[Django]-Django 1.5 extend admin/change_form.html object tools

5👍

The problem is that admin/change_form.html in your {% extend %} block is getting resolved as project/app/templates/admin/change_form.html.

One solution is to create a subdirectory of templates named for your app – possibly project/templates/admin/app/change_form.html.

In order to override one or more of them, first create an admin directory in your project’s templates directory. This can be any of the directories you specified in TEMPLATE_DIRS.

Within this admin directory, create sub-directories named after your app.

https://docs.djangoproject.com/en/dev/ref/contrib/admin/#overriding-vs-replacing-an-admin-template

2👍

That’s because you’re extending the template with itself. What I do is put my custom admin templates in templates/admin. Then in that same folder I symlink to the django admin folder (templates/admin/admin).

So my extends looks like:

 {% extends 'admin/admin/change_form.html' %}

Make sure you also override index.html if you want to go down that path.

0👍

The best way to do this that I have found is to use '..' to go up a couple of directories, then go back down into directories that should only be found in the Django code base.

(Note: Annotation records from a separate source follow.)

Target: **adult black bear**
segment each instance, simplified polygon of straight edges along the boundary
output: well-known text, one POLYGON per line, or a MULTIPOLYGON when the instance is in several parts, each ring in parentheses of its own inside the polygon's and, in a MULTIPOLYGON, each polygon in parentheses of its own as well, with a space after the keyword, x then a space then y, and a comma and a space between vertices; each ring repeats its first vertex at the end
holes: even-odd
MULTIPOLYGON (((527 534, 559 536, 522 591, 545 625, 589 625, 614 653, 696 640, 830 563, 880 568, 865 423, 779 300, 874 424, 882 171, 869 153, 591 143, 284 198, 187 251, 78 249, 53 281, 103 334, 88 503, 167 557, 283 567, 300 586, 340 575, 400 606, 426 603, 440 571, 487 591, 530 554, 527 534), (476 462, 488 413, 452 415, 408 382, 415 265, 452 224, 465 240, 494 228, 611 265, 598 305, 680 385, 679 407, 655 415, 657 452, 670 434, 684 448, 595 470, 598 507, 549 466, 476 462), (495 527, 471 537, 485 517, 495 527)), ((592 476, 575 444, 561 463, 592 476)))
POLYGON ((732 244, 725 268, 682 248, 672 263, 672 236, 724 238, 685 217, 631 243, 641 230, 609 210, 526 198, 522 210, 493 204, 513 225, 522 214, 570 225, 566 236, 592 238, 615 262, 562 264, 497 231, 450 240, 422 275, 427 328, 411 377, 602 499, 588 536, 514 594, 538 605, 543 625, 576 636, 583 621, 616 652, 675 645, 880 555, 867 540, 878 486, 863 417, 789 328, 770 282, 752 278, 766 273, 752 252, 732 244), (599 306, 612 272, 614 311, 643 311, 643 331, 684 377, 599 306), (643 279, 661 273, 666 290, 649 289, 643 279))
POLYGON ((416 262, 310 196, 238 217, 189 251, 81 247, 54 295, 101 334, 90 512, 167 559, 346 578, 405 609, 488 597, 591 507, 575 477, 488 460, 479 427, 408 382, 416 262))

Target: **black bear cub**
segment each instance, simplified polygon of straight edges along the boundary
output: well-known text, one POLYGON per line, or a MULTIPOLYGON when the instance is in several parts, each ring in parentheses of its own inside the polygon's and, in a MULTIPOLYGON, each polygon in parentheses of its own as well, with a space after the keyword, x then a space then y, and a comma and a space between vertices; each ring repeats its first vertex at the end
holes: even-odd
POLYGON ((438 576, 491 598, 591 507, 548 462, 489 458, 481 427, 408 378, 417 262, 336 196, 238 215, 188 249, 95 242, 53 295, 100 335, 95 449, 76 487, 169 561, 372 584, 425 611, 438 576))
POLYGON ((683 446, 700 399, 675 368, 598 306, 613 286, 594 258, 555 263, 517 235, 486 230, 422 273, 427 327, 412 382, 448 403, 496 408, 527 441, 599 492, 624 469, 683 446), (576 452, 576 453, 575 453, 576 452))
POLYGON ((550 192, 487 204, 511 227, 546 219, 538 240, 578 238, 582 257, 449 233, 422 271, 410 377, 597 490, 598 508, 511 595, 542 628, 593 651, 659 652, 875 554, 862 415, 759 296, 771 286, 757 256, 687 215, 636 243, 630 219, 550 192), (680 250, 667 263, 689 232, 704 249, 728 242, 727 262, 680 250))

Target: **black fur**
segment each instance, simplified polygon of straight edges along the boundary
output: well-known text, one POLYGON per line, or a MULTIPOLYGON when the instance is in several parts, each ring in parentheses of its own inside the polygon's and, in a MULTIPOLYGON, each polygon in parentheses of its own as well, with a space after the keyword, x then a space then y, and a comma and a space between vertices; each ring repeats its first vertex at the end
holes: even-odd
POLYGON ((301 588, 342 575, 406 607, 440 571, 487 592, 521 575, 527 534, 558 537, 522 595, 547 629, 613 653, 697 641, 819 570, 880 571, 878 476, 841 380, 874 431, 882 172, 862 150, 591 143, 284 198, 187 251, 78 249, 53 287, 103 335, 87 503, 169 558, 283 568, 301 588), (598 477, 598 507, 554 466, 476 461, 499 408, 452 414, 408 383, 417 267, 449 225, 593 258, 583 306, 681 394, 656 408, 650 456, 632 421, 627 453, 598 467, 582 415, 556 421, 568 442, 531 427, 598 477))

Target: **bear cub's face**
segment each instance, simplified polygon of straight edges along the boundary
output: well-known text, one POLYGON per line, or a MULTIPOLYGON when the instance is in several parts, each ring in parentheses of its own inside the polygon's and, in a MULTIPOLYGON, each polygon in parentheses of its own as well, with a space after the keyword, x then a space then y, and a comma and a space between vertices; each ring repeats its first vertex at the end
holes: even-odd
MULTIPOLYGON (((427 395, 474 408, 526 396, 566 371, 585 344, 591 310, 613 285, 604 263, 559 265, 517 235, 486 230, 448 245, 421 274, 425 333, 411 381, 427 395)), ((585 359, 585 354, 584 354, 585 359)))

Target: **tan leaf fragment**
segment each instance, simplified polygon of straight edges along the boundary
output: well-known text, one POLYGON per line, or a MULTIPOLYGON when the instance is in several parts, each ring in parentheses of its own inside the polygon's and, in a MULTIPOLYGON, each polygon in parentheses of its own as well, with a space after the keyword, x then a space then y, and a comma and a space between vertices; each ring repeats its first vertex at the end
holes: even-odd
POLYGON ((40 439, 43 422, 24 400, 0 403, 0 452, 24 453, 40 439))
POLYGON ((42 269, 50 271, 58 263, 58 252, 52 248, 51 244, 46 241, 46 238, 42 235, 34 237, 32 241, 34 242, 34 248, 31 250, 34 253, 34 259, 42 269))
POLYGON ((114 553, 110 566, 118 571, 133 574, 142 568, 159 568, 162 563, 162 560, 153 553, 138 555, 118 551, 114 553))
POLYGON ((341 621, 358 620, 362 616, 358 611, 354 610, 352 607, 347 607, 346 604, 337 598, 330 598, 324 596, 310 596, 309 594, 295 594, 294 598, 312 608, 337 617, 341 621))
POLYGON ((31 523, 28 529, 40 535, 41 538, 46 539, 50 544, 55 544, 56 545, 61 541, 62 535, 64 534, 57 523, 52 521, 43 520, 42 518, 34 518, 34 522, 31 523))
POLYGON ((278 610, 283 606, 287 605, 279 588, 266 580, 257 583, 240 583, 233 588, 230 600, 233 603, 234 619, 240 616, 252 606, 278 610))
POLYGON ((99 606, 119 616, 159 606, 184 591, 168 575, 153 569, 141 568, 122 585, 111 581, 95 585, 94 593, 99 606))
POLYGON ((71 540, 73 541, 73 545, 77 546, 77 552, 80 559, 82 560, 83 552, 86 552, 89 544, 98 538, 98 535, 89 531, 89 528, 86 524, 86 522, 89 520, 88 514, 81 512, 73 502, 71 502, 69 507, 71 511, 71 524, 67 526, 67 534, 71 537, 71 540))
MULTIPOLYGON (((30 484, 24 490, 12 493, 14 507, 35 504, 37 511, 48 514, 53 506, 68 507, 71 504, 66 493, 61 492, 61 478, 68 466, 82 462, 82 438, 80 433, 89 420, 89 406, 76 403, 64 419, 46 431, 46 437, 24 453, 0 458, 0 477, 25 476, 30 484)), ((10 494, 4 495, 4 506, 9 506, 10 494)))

As the Django templates are in something like "django/contrib/admin/templates/admin", I found that this worked me:

{% extends "../../admin/templates/admin/change_form.html" %}

If that still causes a clash with some other structure you have, you could go further:

{% extends "../../../contrib/admin/templates/admin/change_form.html" %}

or even:

{% extends "../../../../django/contrib/admin/templates/admin/change_form.html" %}

Although it is a little hacky, at least by doing the above you don’t have to use some other technique that involves copying the django source or setting up a symlink.